The most venerable countries have a total of $32 billion in external debt o bilateral and multilateral creditors. Liberia alone carries a share of $1 billion.
The report urged the United States to leverage its role as the primary funder of the IMF and World Bank to bring together the Paris Club creditors and get them serious about putting debt-for-adaptation swaps on the front-burner of the climate finance discussion, particularly for Chad, Sudan, Zimbabwe, Guinea-Bissau, Liberia, Tonga, Mauritania, Sierra Leone, Burundi, Ethiopia, and Afghanistan.
“These countries are the most vulnerable in the world and have the fewest resources to deal with it. The U.S. should advocate for the inclusion of debt forgiveness towards the annual $100 billion climate finance goal set by developed countries. This will motivate other developed-nation debt holders to also pursue bilateral debt-for-adaptation swaps.”
Former President Ellen Johnson Sirleaf has welcomed the report.“Climate change is disproportionately affecting the global south, particularly women and girls and will continue to do so,” she twitted Thursday.
“I urged leaders to take this report seriously and make a change.”
African finance ministers meeting in the Ethiopian capital Addis Ababa have agreed to consider swapping debt to invest in climate action.
Egyptian finance minister Mohamed Maait said that his country is one of many that is now having to add heavy climate coststo budgets stretched thin by external debt — which takes up to 17% of countries’ spending in some cases — and other basic needs.
“What am asking every day and every hour is where do I get the money to protect our people from climate extremes,” Maait said as reported by the Associated Press adding that borrowing was often the only option for some nations.
Yet “many countries simply cannot access international financial markets because of rising interest rates,” Hanan Morsy, the chief economist of the U.N. Economic Commission for Africa told the roundtable Monday evening. Morsy added that private sector investments in climate finance are lower in Africa than in any other part of the world.
Ministers also discussed bonds that would help increase private financial flows as well as “blended finance” models that would combine development funds and private capital as potential solutions for climate funding.

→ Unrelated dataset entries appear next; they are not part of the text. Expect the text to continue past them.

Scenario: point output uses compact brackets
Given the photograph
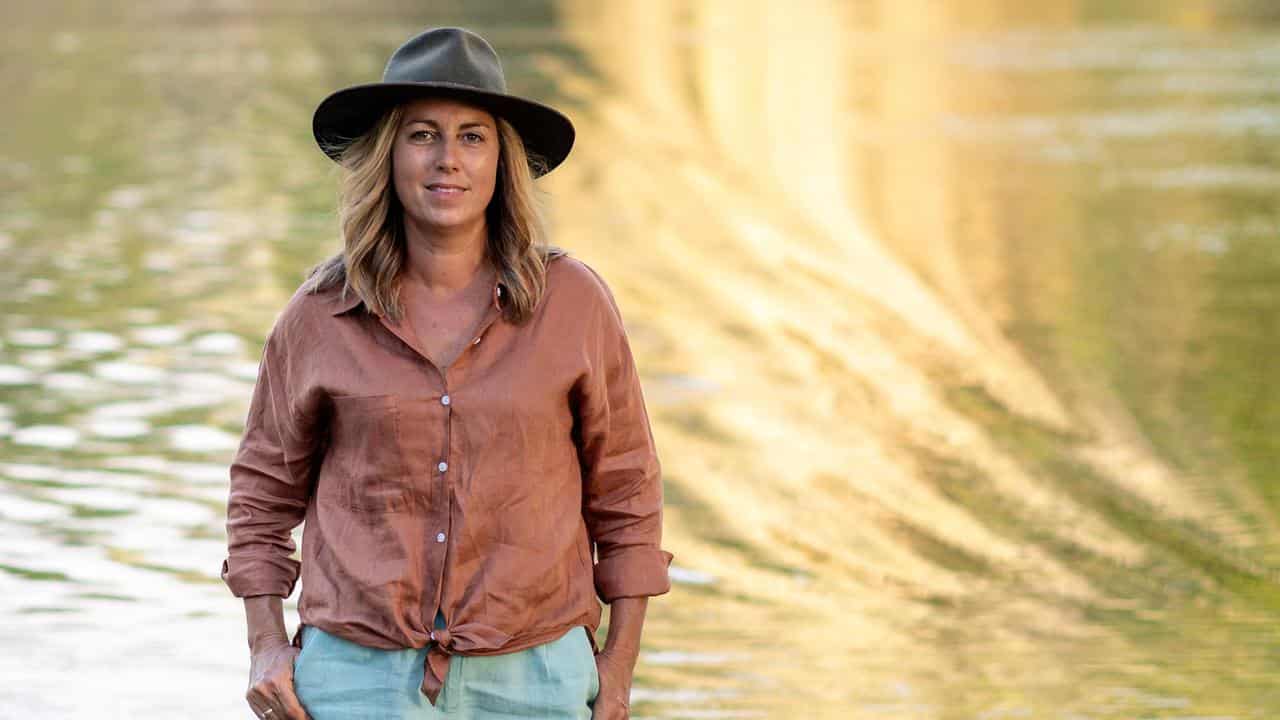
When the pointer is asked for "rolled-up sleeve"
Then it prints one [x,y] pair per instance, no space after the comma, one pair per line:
[272,475]
[621,473]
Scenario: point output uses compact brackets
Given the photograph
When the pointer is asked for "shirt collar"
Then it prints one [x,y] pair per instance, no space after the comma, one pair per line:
[344,304]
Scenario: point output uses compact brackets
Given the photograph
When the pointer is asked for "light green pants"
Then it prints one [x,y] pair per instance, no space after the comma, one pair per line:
[338,679]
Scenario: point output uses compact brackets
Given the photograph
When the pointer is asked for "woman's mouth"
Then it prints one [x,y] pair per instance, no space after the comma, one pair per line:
[446,188]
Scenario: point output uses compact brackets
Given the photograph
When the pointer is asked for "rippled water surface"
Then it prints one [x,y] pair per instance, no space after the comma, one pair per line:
[956,322]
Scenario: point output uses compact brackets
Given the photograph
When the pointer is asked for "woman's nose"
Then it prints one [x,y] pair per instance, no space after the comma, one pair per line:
[447,155]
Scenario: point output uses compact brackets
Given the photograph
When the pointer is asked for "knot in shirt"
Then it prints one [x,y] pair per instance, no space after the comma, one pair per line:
[443,639]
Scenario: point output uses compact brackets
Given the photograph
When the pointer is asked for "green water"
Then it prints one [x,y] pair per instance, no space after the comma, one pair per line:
[1093,178]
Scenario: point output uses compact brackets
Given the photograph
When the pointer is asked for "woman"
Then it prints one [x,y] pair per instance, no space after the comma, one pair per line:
[453,410]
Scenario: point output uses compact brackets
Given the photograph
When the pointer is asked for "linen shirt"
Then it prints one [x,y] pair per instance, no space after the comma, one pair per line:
[478,490]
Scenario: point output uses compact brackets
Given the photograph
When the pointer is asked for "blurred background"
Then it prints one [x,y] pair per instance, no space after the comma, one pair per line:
[958,326]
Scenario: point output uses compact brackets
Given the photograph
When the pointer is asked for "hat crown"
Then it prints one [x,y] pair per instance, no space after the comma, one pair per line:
[447,55]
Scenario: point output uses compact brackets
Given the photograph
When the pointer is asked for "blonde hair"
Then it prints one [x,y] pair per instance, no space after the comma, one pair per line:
[373,231]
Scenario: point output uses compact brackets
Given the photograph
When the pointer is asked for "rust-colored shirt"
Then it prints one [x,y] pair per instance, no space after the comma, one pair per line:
[476,490]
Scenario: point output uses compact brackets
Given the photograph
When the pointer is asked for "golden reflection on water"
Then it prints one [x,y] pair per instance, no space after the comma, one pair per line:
[912,506]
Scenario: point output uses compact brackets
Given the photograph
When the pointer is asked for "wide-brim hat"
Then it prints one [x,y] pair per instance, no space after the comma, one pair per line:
[442,62]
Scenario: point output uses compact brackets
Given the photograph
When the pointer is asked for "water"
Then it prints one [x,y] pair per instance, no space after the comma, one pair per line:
[956,328]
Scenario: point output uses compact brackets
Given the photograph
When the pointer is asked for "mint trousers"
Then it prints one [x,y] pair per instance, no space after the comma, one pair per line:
[337,679]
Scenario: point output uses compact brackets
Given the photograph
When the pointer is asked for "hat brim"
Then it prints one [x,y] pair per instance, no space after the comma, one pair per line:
[351,112]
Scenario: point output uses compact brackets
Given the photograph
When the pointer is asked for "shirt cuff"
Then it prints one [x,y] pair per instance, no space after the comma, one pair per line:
[248,577]
[634,572]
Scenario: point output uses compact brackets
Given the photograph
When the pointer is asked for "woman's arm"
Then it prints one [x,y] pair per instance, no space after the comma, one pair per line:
[272,479]
[270,686]
[617,661]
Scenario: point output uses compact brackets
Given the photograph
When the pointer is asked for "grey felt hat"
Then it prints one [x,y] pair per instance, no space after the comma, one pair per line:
[442,62]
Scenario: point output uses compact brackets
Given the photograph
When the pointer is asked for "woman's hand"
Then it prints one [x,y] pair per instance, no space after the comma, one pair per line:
[270,680]
[612,702]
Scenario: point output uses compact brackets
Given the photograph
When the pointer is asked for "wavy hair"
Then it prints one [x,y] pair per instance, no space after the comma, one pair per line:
[371,219]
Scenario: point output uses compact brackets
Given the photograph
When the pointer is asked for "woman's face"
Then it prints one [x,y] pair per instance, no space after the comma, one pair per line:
[444,164]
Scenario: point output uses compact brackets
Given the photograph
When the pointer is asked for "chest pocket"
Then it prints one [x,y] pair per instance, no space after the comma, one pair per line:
[369,465]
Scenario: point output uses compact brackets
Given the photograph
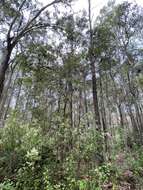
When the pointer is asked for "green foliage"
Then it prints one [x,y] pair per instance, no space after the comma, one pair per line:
[7,185]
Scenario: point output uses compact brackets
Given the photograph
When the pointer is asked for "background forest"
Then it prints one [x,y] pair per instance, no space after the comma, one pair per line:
[71,96]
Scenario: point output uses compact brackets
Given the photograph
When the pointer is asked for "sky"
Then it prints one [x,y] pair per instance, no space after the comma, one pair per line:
[96,4]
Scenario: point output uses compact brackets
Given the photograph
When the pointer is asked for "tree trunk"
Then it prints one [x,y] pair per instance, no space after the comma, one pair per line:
[3,68]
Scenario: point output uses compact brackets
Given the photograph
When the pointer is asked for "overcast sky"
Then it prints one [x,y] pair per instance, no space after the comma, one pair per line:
[96,4]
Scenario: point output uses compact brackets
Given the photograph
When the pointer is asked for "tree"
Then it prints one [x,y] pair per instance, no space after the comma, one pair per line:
[19,27]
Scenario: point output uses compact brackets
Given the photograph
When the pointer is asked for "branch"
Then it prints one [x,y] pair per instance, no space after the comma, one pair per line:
[24,31]
[14,20]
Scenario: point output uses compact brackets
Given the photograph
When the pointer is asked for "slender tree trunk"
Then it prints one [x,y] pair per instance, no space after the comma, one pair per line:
[3,68]
[93,72]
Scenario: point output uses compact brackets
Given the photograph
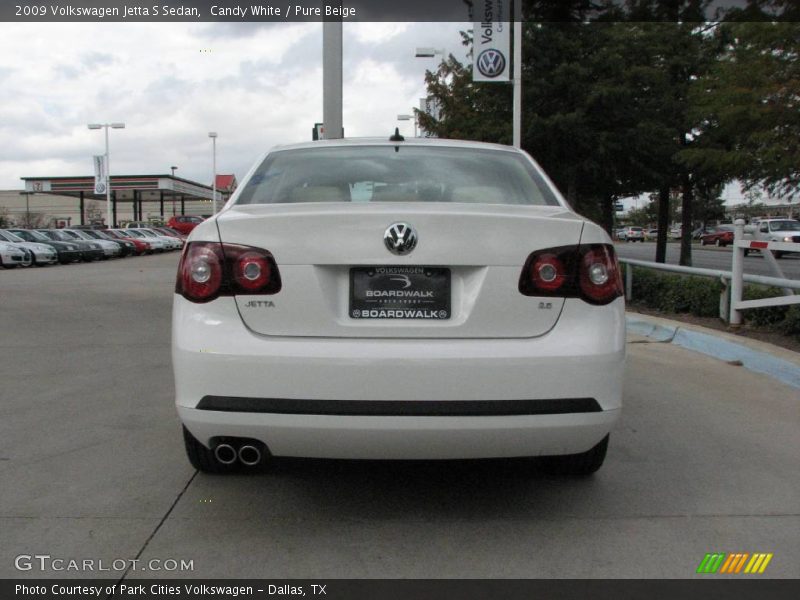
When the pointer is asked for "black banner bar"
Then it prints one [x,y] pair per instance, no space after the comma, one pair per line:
[277,11]
[731,588]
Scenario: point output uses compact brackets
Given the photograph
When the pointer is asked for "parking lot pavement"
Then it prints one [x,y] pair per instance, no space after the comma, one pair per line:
[92,466]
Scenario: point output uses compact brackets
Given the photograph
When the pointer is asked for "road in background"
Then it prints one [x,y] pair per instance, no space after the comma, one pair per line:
[92,465]
[710,258]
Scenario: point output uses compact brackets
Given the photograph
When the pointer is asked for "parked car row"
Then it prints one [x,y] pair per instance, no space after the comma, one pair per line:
[38,247]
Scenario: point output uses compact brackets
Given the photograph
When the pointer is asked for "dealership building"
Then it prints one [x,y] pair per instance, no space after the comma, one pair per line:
[70,201]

In 2022 the International Monetary Fund established a $50 billion climate loan pot to help low and middle-income nations access affordable and longer-term financing to respond to shocks associated with climate change. Rwanda became the first African nation to receive a loan of $319 million.
But another $50 billion pot pledged by the World Bank is only sending around 5% of its funds to the ten most climate vulnerable countries, according to a recent study by the Center for Global Development.